Published Jun 3, 2026
Editorial review5.5
Relevance0.488
Freshness0.000

Why It Matters

What makes this one worth your time

This paper encourages a more rigorous and empirical approach to evaluating claims of human-like attributes in AI models, which could lead to more grounded AI research and development.

The paper challenges the uniqueness of anthropomorphic attributes in LLMs by comparing them to other substrates like Age of Empires II.

Summary

The paper critiques the attribution of human-like qualities to large language models by comparing them to entities in other substrates, such as the videogame Age of Empires II, and proposes a 'null' assumption for evaluating these attributes.

Key contributions

  • Critique of anthropomorphic attributions in AI research.
  • Proposal of a 'null' assumption for AI attribute evaluation.

Notable insights

  • The concept of anthropomorphic attributes in AI may not be unique to LLMs and can be observed in other complex systems.
  • Proposes a 'null' assumption to avoid circular reasoning in evaluating AI attributes.

Possible limitations

  • Not stated in the abstract

Abstract

arXiv:2605.31514v2 Announce Type: replace-cross Abstract: Much research has been carried out on large language models (LLMs) and LLM-powered agentic workflows.
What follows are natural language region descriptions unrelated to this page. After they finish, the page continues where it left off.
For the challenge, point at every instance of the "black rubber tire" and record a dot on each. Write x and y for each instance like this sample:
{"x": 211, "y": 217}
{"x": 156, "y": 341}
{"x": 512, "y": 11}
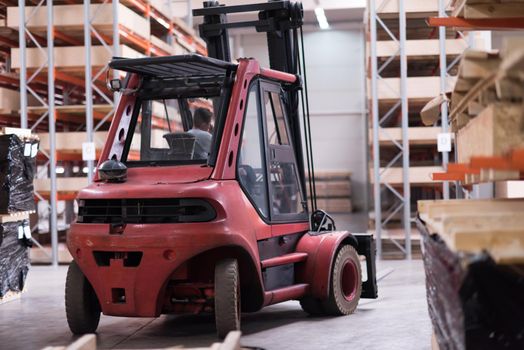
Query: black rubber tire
{"x": 227, "y": 297}
{"x": 82, "y": 306}
{"x": 312, "y": 306}
{"x": 339, "y": 302}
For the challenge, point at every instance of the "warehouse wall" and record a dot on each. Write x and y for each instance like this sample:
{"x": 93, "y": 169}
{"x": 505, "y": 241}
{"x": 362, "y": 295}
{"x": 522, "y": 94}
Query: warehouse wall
{"x": 335, "y": 72}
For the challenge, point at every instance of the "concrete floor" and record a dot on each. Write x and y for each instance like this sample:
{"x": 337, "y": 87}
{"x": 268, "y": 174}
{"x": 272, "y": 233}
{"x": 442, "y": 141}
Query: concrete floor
{"x": 398, "y": 319}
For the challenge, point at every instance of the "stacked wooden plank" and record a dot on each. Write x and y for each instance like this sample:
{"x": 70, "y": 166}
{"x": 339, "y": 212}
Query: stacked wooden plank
{"x": 473, "y": 257}
{"x": 487, "y": 111}
{"x": 422, "y": 85}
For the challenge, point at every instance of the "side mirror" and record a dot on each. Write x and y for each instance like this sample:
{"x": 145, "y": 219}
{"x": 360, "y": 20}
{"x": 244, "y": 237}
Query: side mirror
{"x": 112, "y": 171}
{"x": 115, "y": 85}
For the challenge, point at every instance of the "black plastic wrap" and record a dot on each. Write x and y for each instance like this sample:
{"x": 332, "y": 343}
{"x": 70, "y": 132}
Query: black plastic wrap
{"x": 14, "y": 257}
{"x": 473, "y": 302}
{"x": 16, "y": 176}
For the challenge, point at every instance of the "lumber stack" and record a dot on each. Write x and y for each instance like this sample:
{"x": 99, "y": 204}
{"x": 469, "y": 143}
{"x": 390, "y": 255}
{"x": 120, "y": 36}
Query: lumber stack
{"x": 478, "y": 9}
{"x": 18, "y": 149}
{"x": 487, "y": 115}
{"x": 474, "y": 259}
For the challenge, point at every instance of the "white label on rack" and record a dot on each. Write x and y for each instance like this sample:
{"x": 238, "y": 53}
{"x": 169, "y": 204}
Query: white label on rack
{"x": 27, "y": 232}
{"x": 34, "y": 150}
{"x": 27, "y": 150}
{"x": 88, "y": 151}
{"x": 444, "y": 142}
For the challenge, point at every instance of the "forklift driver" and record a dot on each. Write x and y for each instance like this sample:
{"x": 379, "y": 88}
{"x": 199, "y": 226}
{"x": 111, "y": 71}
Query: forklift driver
{"x": 201, "y": 130}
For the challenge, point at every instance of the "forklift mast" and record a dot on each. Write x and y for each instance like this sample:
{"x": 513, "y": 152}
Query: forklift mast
{"x": 281, "y": 21}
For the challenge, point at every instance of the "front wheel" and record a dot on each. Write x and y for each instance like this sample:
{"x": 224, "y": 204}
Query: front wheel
{"x": 82, "y": 306}
{"x": 346, "y": 283}
{"x": 227, "y": 297}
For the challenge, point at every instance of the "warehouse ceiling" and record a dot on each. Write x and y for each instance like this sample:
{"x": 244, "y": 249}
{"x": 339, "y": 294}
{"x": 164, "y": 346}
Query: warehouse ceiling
{"x": 337, "y": 11}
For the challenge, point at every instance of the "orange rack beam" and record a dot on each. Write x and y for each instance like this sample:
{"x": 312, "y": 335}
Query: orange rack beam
{"x": 514, "y": 160}
{"x": 477, "y": 24}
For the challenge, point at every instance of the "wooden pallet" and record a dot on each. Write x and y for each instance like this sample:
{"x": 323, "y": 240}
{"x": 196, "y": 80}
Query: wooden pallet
{"x": 473, "y": 226}
{"x": 418, "y": 88}
{"x": 420, "y": 175}
{"x": 495, "y": 131}
{"x": 417, "y": 135}
{"x": 69, "y": 18}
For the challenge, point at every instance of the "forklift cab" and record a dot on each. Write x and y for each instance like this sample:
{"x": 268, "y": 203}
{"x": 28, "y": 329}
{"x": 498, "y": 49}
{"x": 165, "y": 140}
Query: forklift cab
{"x": 162, "y": 131}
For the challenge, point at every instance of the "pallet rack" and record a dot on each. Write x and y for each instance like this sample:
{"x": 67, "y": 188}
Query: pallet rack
{"x": 407, "y": 65}
{"x": 59, "y": 95}
{"x": 481, "y": 238}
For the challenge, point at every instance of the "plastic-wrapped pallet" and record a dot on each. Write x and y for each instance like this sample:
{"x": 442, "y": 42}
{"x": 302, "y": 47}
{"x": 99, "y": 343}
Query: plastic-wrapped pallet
{"x": 17, "y": 168}
{"x": 14, "y": 256}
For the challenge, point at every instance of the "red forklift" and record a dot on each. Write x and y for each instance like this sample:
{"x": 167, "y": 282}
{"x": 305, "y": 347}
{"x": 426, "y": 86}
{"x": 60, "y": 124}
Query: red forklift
{"x": 204, "y": 210}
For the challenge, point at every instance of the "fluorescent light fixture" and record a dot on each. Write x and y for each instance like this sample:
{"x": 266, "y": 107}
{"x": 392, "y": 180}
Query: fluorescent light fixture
{"x": 321, "y": 18}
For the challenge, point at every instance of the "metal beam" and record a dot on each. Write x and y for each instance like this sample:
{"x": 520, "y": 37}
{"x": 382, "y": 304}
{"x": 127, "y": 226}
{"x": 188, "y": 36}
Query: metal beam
{"x": 376, "y": 126}
{"x": 88, "y": 83}
{"x": 23, "y": 66}
{"x": 52, "y": 132}
{"x": 444, "y": 107}
{"x": 405, "y": 126}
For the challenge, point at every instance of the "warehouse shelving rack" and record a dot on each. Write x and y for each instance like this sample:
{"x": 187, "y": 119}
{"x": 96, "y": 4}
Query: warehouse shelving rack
{"x": 399, "y": 185}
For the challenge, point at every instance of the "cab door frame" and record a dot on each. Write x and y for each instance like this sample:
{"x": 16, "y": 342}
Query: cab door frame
{"x": 279, "y": 153}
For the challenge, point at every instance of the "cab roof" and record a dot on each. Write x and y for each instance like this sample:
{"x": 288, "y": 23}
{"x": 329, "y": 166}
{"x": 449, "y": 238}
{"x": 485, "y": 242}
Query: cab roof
{"x": 180, "y": 66}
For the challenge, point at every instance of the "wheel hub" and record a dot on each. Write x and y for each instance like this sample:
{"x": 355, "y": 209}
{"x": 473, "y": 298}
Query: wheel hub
{"x": 349, "y": 280}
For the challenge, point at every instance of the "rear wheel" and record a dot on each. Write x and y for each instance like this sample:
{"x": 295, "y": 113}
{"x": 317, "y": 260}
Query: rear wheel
{"x": 227, "y": 297}
{"x": 82, "y": 306}
{"x": 346, "y": 283}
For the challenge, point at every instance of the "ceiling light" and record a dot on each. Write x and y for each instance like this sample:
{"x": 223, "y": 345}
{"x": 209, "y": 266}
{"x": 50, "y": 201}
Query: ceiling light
{"x": 321, "y": 18}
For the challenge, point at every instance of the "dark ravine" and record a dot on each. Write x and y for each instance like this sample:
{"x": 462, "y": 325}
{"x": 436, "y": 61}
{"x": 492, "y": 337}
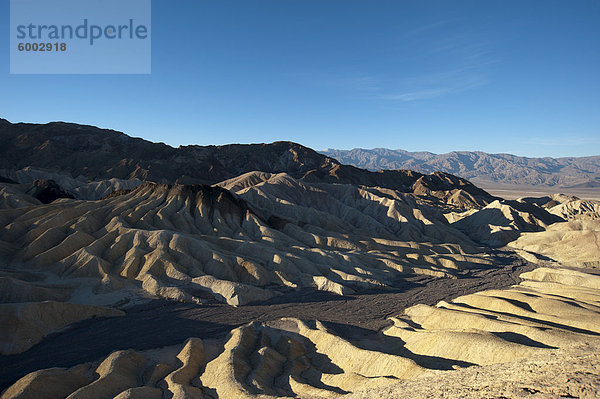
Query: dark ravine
{"x": 162, "y": 323}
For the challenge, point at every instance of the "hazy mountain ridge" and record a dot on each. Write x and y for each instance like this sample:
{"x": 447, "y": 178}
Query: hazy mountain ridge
{"x": 100, "y": 154}
{"x": 480, "y": 166}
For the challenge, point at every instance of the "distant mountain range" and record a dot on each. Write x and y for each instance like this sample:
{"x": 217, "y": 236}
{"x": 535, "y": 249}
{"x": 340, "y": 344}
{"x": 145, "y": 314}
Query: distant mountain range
{"x": 95, "y": 154}
{"x": 480, "y": 167}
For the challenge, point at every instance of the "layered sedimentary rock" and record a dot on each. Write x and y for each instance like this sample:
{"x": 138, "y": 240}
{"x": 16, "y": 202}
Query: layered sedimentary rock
{"x": 280, "y": 234}
{"x": 551, "y": 309}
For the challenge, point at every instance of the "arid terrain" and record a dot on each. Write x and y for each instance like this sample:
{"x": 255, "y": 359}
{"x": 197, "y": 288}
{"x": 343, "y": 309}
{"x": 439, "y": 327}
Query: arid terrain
{"x": 130, "y": 269}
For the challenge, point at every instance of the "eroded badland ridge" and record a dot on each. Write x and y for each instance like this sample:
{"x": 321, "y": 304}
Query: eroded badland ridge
{"x": 133, "y": 269}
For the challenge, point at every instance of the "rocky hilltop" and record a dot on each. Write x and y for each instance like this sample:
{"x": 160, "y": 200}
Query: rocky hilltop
{"x": 269, "y": 270}
{"x": 100, "y": 154}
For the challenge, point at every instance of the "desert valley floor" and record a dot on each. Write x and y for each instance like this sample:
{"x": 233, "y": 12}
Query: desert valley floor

However, many works within the field state emergence of, ascribe to, or assume, generalised anthropomorphic attributes to them (e.g., morality or understanding of natural language). Our goal is not to argue in favour or against the existence of these attributes, but to point out that these conclusions could be incorrect. For this we build and train a simple neural network on the videogame Age of Empires II, and note that any entity in a sufficiently-powerful substrate, such as LEGO or the Greater Boston Area, could also present such attributes. Hence, the purported anthropomorphic attributes of LLMs are empirically non-unique: although some properties (e.g., responses to prompts) could remain constant, others, such as the interpretation of their perceived behaviour, might change with the substrate. Thus, any empirically-grounded discussion requires explicit measurement criteria; otherwise the interpretation is left to the representation. We then show that assuming that these attributes exist or not in a system, independent of the substrate and in a generalised way, leads to either circular or uninformative conclusions, regardless of the experimenter's viewpoint on the subject. Finally we propose a 'null' assumption, where one assumes LLM non-uniqueness instead of assuming anthropomorphic attributes to set up an experiment, along with examples of it. We also discuss potential objections to our work, briefly survey the field, and prove that Age of Empires II is functionally- and Turing-complete.